What was lost, missing, sought and hoped for: Qualitatively exploring medical crowdfunding campaign narratives for Lyme disease, 2020, Vassell et al

Dolphin

Senior Member (Voting Rights)
For what it is worth:
https://journals.sagepub.com/doi/abs/10.1177/1363459320912808

What was lost, missing, sought and hoped for: Qualitatively exploring medical crowdfunding campaign narratives for Lyme disease




Anika Vassell, Valorie A Crooks, Jeremy Snyder
First Published March 23, 2020 Research Article
https://doi.org/10.1177/1363459320912808
Article information


Article Information

Article first published online: March 23, 2020

Anika Vassell, Valorie A Crooks Jeremy Snyder
Simon Fraser University, Canada

Corresponding Author:

Valorie A Crooks, Department of Geography, Simon Fraser University, Burnaby, BC V5A 1S6, Canada. Email: valorie_crooks@sfu.ca

Abstract

Lyme disease remains a contested illness in Canada, thereby making the diagnostic and treatment journeys difficult for some people. One outcome of this is that increasing numbers of people are turning to medical crowdfunding to support access to alternative therapies, non-local health care providers and assist with managing the costs of everyday life.

In this analysis, we qualitatively explore the narratives shared in Canadians’ crowdfunding campaigns to support Lyme disease treatment or diagnosis to identify whether or not any common elements shared in these narratives exist, and if so, what they are. We identified 238 campaigns for inclusion from three prominent crowdfunding platforms.

Thematic analysis of the campaign narratives shows four consistent themes shared in these campaigns: what is lost (e.g. bodily ability), what is missing (e.g. local care options), what is sought (e.g. funds to cover treatment abroad) and what is hoped for (e.g. return to wellbeing).

These themes demonstrate the highly personal and emotional nature of medical crowdfunding, particularly in the context of a contested illness that may lead some to question the legitimacy of one’s financial need.

This analysis contributes valuable new insights to the nascent scholarship on medical crowdfunding, and particularly to our understanding of how people communicate about their health and bodily needs on this public platform.

It also identifies important directions for future research, including the potential for crowdfunding narratives to be used for advocacy.

Keywords contested illness, illness narrative, Lyme disease, medical crowdfunding
 
https://sci-hub.tw/https://journals.sagepub.com/doi/abs/10.1177/1363459320912808

It's really hard to competently describe something when you don't understand at all why it is happening. It's not especially bad but very naive and trying to make sense of difficult circumstances without being able to see the difficulty. The framing is roughly that this is a life narrative, that the underlying problem clearly can't be a real issue and the narrative only exists to "explain" something else that isn't discussed here.
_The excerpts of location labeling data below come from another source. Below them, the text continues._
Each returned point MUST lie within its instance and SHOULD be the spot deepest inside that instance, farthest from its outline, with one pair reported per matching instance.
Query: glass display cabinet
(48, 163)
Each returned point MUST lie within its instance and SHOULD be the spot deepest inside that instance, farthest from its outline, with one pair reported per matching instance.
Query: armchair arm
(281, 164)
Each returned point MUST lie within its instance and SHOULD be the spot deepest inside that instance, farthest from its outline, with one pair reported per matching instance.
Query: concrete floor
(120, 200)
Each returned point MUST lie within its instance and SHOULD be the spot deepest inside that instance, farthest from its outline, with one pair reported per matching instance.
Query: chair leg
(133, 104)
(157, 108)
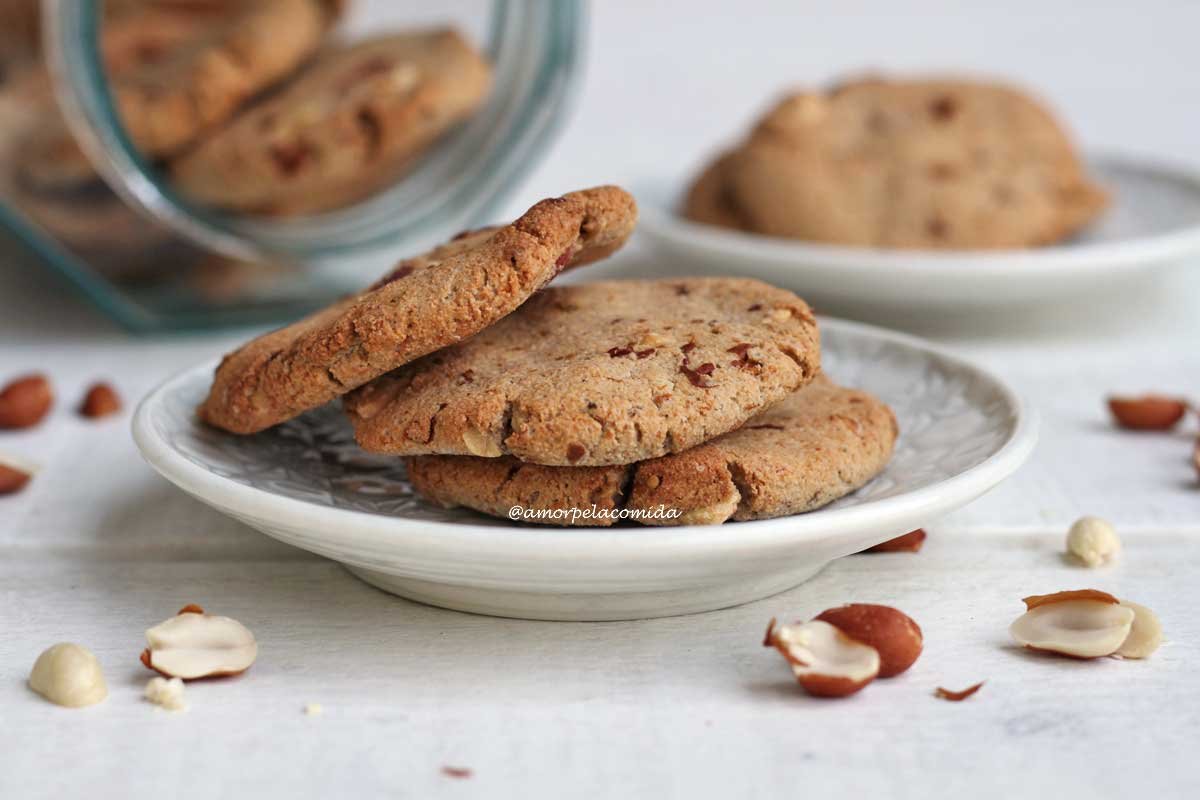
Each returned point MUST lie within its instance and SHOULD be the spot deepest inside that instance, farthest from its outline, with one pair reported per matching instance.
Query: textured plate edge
(357, 529)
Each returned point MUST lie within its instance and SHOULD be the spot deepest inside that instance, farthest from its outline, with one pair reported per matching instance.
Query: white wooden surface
(99, 547)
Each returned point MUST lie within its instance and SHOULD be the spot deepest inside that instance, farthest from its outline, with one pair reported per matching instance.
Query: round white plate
(1152, 222)
(306, 483)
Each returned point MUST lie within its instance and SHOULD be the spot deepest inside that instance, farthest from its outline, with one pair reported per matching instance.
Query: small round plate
(306, 483)
(1153, 221)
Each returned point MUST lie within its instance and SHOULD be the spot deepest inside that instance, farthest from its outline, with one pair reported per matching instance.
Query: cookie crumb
(958, 697)
(166, 693)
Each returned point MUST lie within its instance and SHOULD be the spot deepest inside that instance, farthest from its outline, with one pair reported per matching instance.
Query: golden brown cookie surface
(600, 373)
(817, 445)
(424, 304)
(345, 128)
(933, 164)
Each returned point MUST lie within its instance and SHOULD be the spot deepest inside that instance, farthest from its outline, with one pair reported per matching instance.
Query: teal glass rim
(537, 53)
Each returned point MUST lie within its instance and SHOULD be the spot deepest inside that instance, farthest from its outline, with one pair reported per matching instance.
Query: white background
(99, 547)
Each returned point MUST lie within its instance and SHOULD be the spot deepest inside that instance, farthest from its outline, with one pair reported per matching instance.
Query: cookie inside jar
(211, 154)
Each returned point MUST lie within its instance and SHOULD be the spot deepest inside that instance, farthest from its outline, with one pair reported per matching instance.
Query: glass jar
(282, 266)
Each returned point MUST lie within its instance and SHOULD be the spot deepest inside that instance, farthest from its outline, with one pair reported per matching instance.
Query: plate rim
(1054, 262)
(349, 529)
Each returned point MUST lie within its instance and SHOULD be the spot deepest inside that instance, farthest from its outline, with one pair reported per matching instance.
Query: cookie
(177, 67)
(347, 127)
(820, 444)
(166, 106)
(930, 164)
(425, 304)
(601, 373)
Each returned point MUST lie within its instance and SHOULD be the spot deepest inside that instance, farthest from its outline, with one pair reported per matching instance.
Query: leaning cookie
(425, 304)
(597, 374)
(820, 444)
(345, 128)
(933, 164)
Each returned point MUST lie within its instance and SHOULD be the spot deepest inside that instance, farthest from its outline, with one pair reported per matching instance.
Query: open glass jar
(156, 258)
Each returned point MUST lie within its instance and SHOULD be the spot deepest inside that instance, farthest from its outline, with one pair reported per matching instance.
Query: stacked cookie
(670, 402)
(933, 164)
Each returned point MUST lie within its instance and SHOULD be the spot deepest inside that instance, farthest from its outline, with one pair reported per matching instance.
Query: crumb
(947, 695)
(166, 693)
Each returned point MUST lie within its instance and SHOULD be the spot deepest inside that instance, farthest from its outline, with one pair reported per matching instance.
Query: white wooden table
(99, 547)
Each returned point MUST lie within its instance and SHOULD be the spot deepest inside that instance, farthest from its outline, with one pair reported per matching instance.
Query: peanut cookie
(167, 104)
(178, 67)
(348, 126)
(425, 304)
(910, 164)
(601, 373)
(817, 445)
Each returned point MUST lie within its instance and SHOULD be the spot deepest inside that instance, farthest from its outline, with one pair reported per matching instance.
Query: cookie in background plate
(600, 373)
(346, 127)
(928, 164)
(425, 304)
(820, 444)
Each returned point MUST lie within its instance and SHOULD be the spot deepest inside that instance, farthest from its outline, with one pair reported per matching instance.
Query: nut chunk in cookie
(347, 127)
(820, 444)
(423, 305)
(929, 164)
(598, 374)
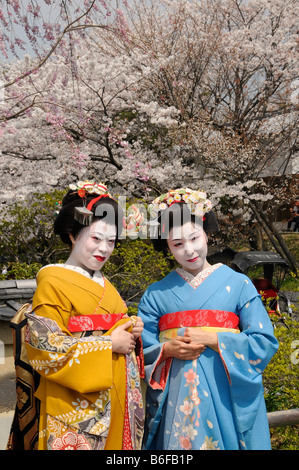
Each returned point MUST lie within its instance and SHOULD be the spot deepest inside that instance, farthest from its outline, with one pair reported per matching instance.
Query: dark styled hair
(176, 216)
(104, 208)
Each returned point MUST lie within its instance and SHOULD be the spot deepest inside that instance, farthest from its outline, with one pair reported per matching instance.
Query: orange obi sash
(102, 322)
(201, 318)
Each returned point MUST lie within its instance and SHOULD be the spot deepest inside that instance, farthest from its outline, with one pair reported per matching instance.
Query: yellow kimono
(90, 398)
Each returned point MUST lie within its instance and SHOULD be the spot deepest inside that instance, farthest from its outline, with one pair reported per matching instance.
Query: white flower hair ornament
(196, 201)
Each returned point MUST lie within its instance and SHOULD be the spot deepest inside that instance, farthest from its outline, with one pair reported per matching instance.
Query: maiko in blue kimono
(214, 401)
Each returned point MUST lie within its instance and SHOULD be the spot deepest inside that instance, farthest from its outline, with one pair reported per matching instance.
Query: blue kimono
(215, 401)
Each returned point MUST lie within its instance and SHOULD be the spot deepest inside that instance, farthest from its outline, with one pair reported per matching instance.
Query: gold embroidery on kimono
(83, 385)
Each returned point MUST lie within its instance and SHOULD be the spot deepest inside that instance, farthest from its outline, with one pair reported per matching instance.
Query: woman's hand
(182, 348)
(123, 341)
(138, 326)
(198, 336)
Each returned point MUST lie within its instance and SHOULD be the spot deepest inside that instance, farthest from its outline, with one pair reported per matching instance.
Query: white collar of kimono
(195, 281)
(97, 275)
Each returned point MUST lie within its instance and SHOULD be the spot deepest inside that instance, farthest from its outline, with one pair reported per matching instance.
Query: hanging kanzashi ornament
(83, 214)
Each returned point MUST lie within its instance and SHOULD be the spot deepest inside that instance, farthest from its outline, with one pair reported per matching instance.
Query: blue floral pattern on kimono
(217, 400)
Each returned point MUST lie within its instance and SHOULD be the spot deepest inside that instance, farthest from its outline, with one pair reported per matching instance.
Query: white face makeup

Many of the same things could be written about COVID, similar things are happening even though there are enormous resources being mobilized to deal with it. I see people talk about their experience and symptoms with COVID all the time. It's seen as "normal" because it's accepted to be happening. They're not "narratives", though, they're just people relaying their experience and listing things that happened, accepted as fact without a need to interpret alternative meanings. But since the experience is denied here, then it must be some separate narrative that finds meaning in what is roughly believed to be a cultural phenomenon, or something like that. At least it refrains from making baseless assertions.

There is such a pressing need for meta-psychology, for people to examine why is it that people use psychology to create narrative explanations based on their own biases and beliefs without being able to see that this is what they are doing, that the "narrative" is entirely superfluous and only exists to fabricate an explanation to observers.

Very telling that one of the thing that's missing about "what is sought" is the thing that is sought the most: research funding. This is the number 1 thing people with discriminated diseases are asking for all the time and still when someone tries to record a narrative experience of "what is sought", they don't even see or acknowledge it. Really bizarre. I guess it must have to do with the belief that we don't actually want or believe in science and therefore those demands are probably not sincere.

False attribution error syndrome sometimes presents itself with mild symptoms. Better than in its acute aggressive form but otherwise still pretty useless. Or maybe Rube Goldberg syndrome is a better fit, trying to overcomplicate an explanation because Occam's razor is seen as invalid, somehow. Rube Golderg's blunt mace of bluntness is truly the bluntiest of instruments.